[ARC5] QST articles.

[Ian Wilson]

Transform the series Ca, Rr to an equivalent parallel
combination. Add Cp to the transformed C. Transform
the result back to a series RC. Now you have a simple
LCR circuit. The L and C disappear at resonance. Rr
is transformed into a smaller equivalent value that provides
the correct magnitude load that the ARC-5 TX wants.

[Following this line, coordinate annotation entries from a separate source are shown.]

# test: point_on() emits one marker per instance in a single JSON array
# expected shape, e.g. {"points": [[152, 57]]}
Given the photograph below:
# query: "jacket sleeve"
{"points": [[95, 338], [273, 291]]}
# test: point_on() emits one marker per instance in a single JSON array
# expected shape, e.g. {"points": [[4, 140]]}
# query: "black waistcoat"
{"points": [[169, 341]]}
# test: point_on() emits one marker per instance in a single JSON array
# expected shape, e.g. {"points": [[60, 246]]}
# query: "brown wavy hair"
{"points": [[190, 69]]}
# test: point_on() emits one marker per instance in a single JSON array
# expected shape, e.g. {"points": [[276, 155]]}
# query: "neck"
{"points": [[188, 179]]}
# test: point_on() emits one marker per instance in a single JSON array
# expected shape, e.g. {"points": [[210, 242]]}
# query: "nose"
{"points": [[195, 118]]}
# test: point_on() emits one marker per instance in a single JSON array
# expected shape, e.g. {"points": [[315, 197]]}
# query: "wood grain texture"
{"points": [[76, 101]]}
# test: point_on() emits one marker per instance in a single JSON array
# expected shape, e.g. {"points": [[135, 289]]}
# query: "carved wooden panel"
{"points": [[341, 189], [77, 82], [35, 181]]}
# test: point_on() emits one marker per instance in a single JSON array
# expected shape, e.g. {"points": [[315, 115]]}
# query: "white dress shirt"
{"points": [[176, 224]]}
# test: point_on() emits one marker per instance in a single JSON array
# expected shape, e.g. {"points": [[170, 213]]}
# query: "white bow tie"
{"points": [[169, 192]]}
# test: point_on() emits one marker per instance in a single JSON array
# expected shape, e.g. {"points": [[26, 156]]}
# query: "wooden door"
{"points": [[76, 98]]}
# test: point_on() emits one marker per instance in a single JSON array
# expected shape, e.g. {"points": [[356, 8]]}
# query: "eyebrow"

I have measured the output into a 50 ohm load using this
(and other) matching technique(s). I also have (somewhere)
a SPICE model including the variable mutual inductance
of the link coupling; this gives reasonable agreement with
my measurements (all at around 7050kc).

73, ian K3IMW

On 12/15/08, J Forster <jfor at quik.com> wrote:
> I would think so. Look at the circuit this way:
>
> Tx ------CCCCCCC-----o---------
>                      |        |
>                      |        |
>                 Cp =====    ===== Ca
>                      |        |
>                      |        Z Rr
>                      |        Z
>                      |        |
> GND -----------------o---------
>
> Cp is parallel capacitor
> Ca is antenna capacitance
> Rr is radiation resistance
>
> The capacitors form a Current Divider. The Roll-a-ductor resonanates the
> parallel combination of Cp+Ca; . Cp >> Ca
> Little gets out, IMO.
>
> -John
>